I may be wrong but this raises a big, BIG, red flag with me.

Sorta like: hey, I got this string from somewhere, let's try decoding it until I think it looks right (I've been through some utf-8 challenges lately...).

Unless you're dealing with idiots that supply you with data they say is in a given encoding that are plain wrong, just make sure you know what you're doing.

What are they sending me (tcpdump is your friend)? How is it encoded?
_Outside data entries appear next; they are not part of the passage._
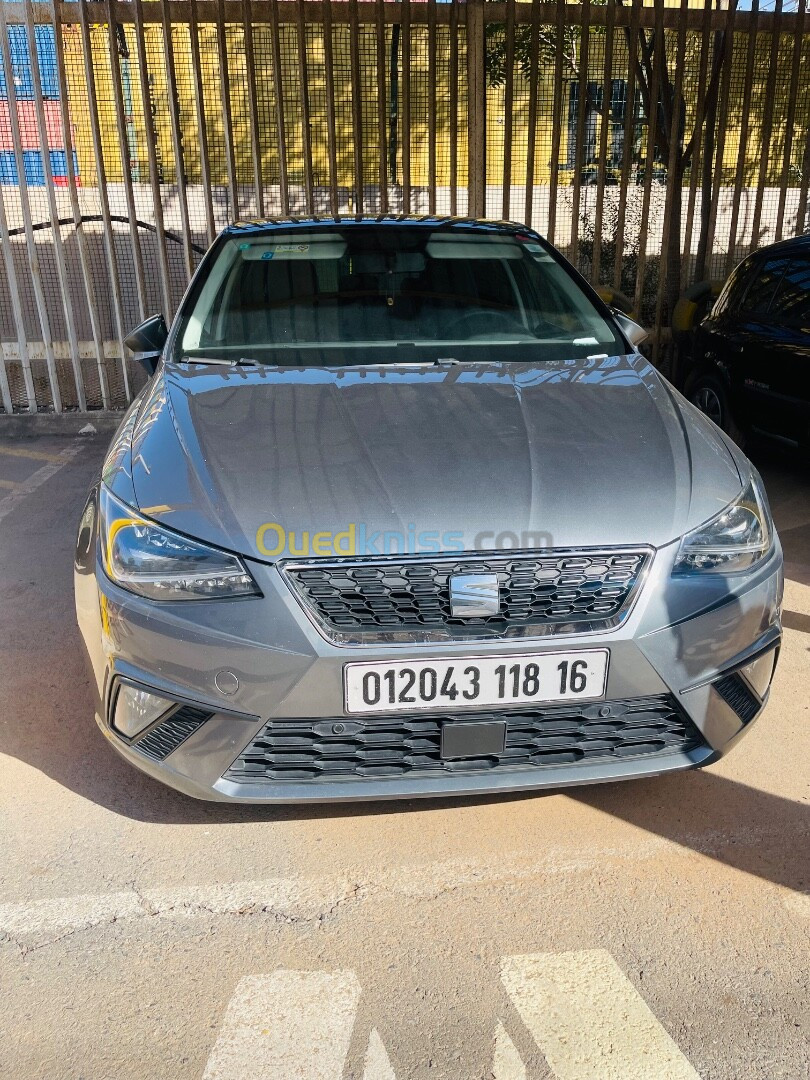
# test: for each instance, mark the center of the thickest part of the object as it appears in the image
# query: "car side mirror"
(635, 334)
(147, 341)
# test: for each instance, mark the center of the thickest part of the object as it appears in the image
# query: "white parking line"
(377, 1065)
(26, 487)
(286, 900)
(292, 1025)
(507, 1064)
(589, 1020)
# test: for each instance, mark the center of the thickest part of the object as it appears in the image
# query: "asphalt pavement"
(651, 930)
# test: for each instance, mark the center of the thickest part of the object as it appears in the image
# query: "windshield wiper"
(219, 361)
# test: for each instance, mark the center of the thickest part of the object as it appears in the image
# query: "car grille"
(400, 599)
(409, 744)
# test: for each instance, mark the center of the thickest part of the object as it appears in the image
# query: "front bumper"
(682, 636)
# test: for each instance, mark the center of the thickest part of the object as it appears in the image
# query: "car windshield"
(388, 294)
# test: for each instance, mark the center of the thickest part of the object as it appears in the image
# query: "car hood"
(578, 454)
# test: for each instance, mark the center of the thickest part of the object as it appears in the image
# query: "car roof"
(433, 221)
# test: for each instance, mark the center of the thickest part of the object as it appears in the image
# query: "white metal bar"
(123, 145)
(39, 294)
(109, 238)
(146, 100)
(58, 247)
(90, 285)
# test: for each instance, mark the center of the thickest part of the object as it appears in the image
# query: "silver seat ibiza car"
(402, 511)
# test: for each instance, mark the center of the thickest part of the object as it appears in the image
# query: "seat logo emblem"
(474, 595)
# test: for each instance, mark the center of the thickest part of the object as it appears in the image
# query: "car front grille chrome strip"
(405, 599)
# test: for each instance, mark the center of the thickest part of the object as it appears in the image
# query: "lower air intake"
(160, 741)
(408, 744)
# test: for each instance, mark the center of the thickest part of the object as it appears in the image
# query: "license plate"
(474, 682)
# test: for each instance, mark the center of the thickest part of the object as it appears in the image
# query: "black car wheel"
(707, 392)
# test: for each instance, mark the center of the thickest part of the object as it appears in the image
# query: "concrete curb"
(69, 424)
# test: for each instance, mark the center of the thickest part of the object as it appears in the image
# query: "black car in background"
(750, 369)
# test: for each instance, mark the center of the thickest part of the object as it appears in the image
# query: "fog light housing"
(759, 672)
(136, 710)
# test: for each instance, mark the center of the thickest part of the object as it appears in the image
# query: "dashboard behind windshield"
(333, 297)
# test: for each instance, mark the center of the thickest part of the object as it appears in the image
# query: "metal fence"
(655, 143)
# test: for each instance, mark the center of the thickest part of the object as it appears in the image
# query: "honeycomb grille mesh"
(377, 597)
(410, 744)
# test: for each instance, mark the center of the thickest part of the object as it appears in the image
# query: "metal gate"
(655, 143)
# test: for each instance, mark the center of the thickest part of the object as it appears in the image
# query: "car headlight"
(153, 562)
(738, 538)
How do I decode it to something my environment handles?

It all sounds so work-around-ish that it hurts.

But hey, if it works (good enough) for you, go ahead ;)



Full Threads Newest First

Showing messages 1 through 4 of 4.

  • Sounds like a work-around
    2006-05-30 09:51:34  Robert Spier | O'Reilly Author [View]

    You are missing the point -- this is about escaping, not encoding. Browsers and multiple redirects will often re-escape things in annoying and unexpected ways.
    • Sounds like a work-around
      2006-06-04 10:40:22  BasSchulte [View]

      Escaping/unescaping, encoding/decoding, same thing.
      • Escaping vs Encoding.
        2006-06-05 21:09:34  Robert Spier | O'Reilly Author [View]

        Not at all. To oversimplify, Encoding is about what the bits mean. Escaping is about marking certain character sequences that have special meaning.
        • Escaping vs Encoding.
          2006-07-31 12:55:50  rdeforest [View]

          I agree with BasSchulte - Escaping is a kind of Encoding. Both are ways of translating between one symbol system and another. Escaping is a the subset of encodinng where the contents are enveloped within the target coding. It is irrelevant that escaping uses prefixes to tag metacharachters. The problem (over-encoding) can still exist in other contexts.

          I like the idea of adding a 'canary' to detect over-coding, but I would prefer to use something more robust, like a CRC and I don't like the idea of using it to determine when to stop decoding.

          In the multiple redirect situation described in the article, I would prefer to fix the root problem: the redirects should not have been re-escaping the original data. This canary solution just hides the problem.